Eve bayram geldi.
Evde bayram yaşandı. Kadın sevincinden sabaha kadar uyuyamadı.
Evden çıkarken kimseye haber vermemiştik, merak ederler diye döndük eve. Dedemin bıraktığı çapa işine yardım ettik İbram’la. Dedem gösteriyordu önce, arkasından biz devam ediyorduk. Ağaçların dipleri dahil, çapalanmayan bir köşe bile kalmadı iki gün içinde. Dedem de hepimizi baklavayla ödüllendirdi. Sayemizde yemekte baklava vardı sofrada.
“Anam diken üstündeymiş” dedi İbram. Söylerken çok üzgündü. “ne ola ki?” dedi sonra. Nasıl olduğunu, nasıl diken üstünde olunduğunu öğrenmek istediğini söyledi bana.
Anam akşam yemeğinde müjdeyi verdi evin ahalisine. Bayram gelmiş gibiydi eve. “yarın akşama burada olacak İbramla” dedi anam, benim gözlerimin içine bakıyordu.

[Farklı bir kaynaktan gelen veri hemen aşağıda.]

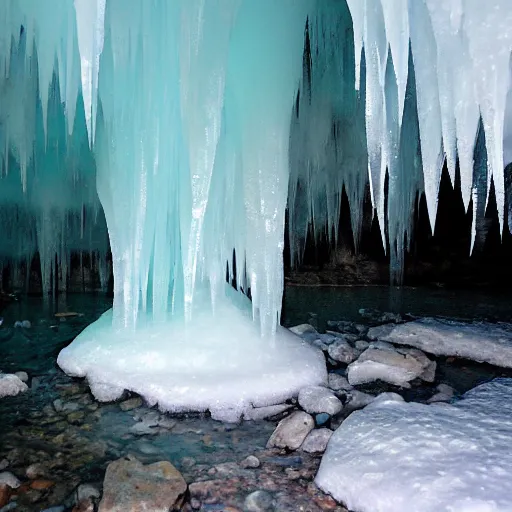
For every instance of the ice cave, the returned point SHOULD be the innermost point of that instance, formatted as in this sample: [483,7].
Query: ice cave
[255,255]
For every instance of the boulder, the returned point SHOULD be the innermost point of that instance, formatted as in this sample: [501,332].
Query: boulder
[291,431]
[131,485]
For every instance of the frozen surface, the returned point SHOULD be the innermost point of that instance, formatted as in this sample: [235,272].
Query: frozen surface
[397,457]
[217,363]
[479,341]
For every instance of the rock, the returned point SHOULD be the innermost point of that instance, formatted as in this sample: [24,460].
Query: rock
[358,400]
[477,341]
[342,352]
[301,329]
[317,399]
[7,478]
[11,385]
[86,491]
[41,485]
[317,440]
[132,403]
[35,471]
[250,462]
[23,376]
[262,413]
[337,382]
[291,431]
[444,394]
[86,505]
[385,365]
[259,501]
[5,494]
[380,317]
[322,419]
[361,345]
[132,486]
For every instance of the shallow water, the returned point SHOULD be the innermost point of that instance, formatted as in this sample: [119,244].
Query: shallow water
[344,303]
[76,445]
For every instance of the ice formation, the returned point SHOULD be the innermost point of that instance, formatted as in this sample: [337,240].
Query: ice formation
[396,456]
[201,122]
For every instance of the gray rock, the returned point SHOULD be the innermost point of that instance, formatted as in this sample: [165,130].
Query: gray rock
[317,440]
[35,471]
[358,400]
[342,352]
[23,376]
[291,431]
[261,413]
[317,399]
[361,345]
[259,501]
[338,382]
[9,479]
[386,365]
[11,385]
[131,485]
[250,462]
[85,491]
[131,403]
[301,329]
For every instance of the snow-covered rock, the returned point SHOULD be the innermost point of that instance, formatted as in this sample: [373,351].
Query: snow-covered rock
[478,341]
[261,413]
[291,431]
[444,394]
[317,399]
[388,366]
[11,385]
[437,457]
[342,352]
[317,440]
[357,400]
[337,382]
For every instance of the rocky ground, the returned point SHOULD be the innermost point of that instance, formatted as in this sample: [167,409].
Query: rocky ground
[62,451]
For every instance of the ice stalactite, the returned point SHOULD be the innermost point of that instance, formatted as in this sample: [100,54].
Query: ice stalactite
[48,198]
[460,55]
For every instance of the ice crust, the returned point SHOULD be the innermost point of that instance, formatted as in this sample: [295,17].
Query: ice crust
[218,362]
[397,457]
[478,341]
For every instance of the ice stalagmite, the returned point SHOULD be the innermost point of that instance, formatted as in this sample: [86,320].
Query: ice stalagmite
[191,149]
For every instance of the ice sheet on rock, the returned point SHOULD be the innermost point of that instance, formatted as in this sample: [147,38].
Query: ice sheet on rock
[479,341]
[438,457]
[216,362]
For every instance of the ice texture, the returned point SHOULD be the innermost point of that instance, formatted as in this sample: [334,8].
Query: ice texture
[393,456]
[477,341]
[219,362]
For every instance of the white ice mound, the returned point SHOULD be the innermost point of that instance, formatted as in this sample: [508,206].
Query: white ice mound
[400,457]
[11,385]
[479,341]
[219,363]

Aradan geçen yıllarda anam ve ben onları andık sık sık. Anam telefonla görüştü üç beş defa. Telefon için taa nerelere gidiyordu kulübeye. Daha büyük cadde var, bizim sokaktan çok büyük. İşte o caddeye giriliveren yerde bir dükkân var. Adı kulübe. Bizimkiler öyle derdi. Orada telefon vardı. Jeton denilen paraya benzer bir şey verirlermiş, onu attın mı asılı duran kutunun içine, telefon açılırmış.

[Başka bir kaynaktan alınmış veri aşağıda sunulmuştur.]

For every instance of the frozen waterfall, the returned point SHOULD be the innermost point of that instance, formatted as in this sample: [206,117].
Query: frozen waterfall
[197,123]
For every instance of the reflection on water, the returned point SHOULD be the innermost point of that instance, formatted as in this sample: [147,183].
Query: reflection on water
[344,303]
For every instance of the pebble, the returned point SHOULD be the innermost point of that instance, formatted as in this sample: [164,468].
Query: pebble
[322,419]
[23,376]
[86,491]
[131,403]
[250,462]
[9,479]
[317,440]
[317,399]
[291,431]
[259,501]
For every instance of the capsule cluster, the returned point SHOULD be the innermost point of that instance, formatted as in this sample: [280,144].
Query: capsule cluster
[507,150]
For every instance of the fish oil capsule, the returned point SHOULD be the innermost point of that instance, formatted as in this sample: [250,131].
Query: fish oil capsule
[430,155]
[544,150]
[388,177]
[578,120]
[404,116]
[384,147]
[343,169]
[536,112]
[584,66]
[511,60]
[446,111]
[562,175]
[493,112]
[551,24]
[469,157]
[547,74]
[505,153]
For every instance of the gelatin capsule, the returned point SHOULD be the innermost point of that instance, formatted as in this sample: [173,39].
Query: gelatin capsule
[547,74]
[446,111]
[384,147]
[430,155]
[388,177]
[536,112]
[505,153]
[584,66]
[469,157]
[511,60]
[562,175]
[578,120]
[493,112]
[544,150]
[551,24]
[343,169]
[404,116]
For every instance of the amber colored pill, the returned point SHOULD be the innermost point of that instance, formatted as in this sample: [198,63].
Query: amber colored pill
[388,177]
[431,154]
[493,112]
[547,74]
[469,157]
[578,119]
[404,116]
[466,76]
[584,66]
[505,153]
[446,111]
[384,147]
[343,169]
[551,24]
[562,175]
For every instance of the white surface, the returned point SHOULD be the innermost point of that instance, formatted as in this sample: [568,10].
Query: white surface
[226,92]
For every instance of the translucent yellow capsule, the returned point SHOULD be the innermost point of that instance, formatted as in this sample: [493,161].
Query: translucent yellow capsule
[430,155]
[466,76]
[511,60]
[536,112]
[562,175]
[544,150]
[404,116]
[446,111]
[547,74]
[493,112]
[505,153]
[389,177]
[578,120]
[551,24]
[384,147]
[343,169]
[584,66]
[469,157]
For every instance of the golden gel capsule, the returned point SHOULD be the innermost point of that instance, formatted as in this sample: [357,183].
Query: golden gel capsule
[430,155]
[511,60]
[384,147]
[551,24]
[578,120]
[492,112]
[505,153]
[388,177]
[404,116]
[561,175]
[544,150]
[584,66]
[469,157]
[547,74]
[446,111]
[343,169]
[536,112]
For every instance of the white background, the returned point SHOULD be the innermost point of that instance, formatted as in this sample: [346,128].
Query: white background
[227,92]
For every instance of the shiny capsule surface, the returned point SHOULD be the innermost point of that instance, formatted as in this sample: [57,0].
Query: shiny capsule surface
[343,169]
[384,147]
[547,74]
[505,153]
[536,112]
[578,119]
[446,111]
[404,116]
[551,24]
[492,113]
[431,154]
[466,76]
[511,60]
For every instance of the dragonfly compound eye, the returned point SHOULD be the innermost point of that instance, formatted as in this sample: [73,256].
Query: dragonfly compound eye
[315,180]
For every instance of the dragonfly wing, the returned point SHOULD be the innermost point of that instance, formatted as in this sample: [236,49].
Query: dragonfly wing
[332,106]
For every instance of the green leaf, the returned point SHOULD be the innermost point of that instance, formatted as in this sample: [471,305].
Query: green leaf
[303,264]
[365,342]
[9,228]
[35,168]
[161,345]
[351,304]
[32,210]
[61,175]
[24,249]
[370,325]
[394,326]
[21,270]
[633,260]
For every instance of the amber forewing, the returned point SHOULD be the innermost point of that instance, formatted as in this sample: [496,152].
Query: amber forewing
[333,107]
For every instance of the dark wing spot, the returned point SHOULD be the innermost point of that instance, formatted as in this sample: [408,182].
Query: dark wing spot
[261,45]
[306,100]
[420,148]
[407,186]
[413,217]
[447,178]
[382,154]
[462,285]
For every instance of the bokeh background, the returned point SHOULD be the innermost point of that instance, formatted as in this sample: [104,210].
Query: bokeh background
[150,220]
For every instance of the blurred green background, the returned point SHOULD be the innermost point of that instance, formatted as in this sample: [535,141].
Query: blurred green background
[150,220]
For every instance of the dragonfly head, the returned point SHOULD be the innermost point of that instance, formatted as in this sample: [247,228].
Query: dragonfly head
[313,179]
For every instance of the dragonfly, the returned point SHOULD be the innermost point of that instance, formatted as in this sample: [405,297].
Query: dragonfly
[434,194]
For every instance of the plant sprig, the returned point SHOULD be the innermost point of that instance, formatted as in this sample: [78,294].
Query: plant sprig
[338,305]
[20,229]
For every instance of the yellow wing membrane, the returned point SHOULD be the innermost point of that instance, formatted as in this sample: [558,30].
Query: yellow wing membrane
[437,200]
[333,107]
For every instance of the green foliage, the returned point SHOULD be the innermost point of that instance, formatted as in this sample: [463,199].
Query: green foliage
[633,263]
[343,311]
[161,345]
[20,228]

Aradan bir yıl kadar geçti. Arada bir oynuyorduk sokakta öğleden önceleri. Evlerimiz yakın olduğu için birbirlerine, ya onların kapı önünde ya da bizim kapının önünde olurduk. Başka yere, uzağa izin yoktu.
Ah ulan İbram ah! Takıldın aklımın kuyruğuna, bırakmadın o günden beri. O gün dedim de, dünkü gün değil, taa çocukluk günlerinden beri. Torunlar sorup duruyorlar seni. “çok şakacı” diyorlar senin için. Çok çok güldürmüşsün onları son gelişinde. Şaşırdım. Sende bu kadar değişik ne buldular acep? Ben yıllarca baktım hâlbuki.
Ne yapacağım diye düşündüğümüz olmuştur arada. İnsanın tıkandığı, çıkmaza girdiği zamanlarda gelir bu tür sorular akla. Bir yolculuk bitmiş bir başka yolculuğun başında olunduğu zaman etrafına bakınır insan, sonra bir yöne giden yolu kestirir gözüne ve hayaller kurmaya başlar yolculukla ilgili. Kim bilir neler neler yaşayacaktır yeni yolculuk macerasında.